Mike Brown mike at skew.org
Fri Jun 9 06:54:18 CEST 2006


John J Lee wrote:

> http://python.org/sf/1500504 [...]

At first glance, looks good. I hope to review it properly later. One point: I don't think there should be any mention of "URL" in the module -- we should use "URI" everywhere (see my comments on Paul's original version for a bit more on this).

Agreed.

Although you've added the test cases from 4Suite and credited me for them, only a few of the test cases were invented by me. I'd rather you credited them to their original sources, as I did.

Also, I believe Graham Klyne has been adding some new cases to his Haskell tools, but hasn't been updating the other spreadsheet and RDF files in which he publishes them in a more usable form. My tests only use what's in the spreadsheet, so I've only got 88 out of 99 "testRelative" cases from http://cvs.haskell.org/cgi-bin/cvsweb.cgi/fptools/libraries/network/tests/URITest.hs So if you really want to be thorough, grab the missing cases from there.

It appears that Paul uploaded a new version of his library on June 3: http://python.org/sf/1462525 I'm unclear on the relationship between the two now.
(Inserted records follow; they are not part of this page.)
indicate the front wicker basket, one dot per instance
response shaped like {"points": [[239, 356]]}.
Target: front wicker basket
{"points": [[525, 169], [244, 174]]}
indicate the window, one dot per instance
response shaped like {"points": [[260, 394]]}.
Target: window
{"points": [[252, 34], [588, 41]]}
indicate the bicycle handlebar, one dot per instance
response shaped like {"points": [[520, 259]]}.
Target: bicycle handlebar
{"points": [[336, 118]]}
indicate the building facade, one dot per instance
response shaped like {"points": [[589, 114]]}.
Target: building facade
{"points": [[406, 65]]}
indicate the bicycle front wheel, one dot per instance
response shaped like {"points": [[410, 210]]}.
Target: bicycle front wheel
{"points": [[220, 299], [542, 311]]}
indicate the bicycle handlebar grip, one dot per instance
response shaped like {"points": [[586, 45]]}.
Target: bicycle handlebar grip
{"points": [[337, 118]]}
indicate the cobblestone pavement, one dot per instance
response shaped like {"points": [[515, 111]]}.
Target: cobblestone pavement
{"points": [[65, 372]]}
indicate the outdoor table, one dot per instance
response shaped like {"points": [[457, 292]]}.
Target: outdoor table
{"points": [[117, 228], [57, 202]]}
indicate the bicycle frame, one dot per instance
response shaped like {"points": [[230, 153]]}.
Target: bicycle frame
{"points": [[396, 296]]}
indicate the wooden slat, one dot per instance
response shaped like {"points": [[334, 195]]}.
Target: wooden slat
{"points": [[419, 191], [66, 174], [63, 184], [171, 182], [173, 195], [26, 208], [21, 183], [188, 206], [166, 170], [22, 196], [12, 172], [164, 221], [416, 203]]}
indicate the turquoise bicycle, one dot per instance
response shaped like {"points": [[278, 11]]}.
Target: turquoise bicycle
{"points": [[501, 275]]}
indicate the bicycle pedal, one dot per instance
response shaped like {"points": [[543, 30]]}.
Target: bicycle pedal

Are they both up for consideration?

One thing I forgot to mention in private email is that I'm concerned that the inclusion of URI reference resolution functionality has exceeded the scope of this 'urischemes' module that purports to be for 'extensible URI parsing'. It is becoming a scheme-aware and general-purpose syntactic processing library for URIs, and should be characterized as such in its name as well as in its documentation.

Even without a new name and more accurately documented scope, people are going to see no reason not to add the rest of STD 66's functionality to it (percent-encoding, normalization for testing equivalence, syntax validation...). As you can see in Ft.Lib.Uri, the latter two are not at all hard to implement, especially if you use regular expressions. These all fall under syntactic operations on URIs, just like reference-resolution.

Percent-encoding gets very hairy with its API details due to application-level uses that don't jive with STD 66 (e.g. the fuzzy specs and convoluted history governing application/x-www-form-urlencoded), the nuances of character encoding and Python string types, and widely varying expectations of users.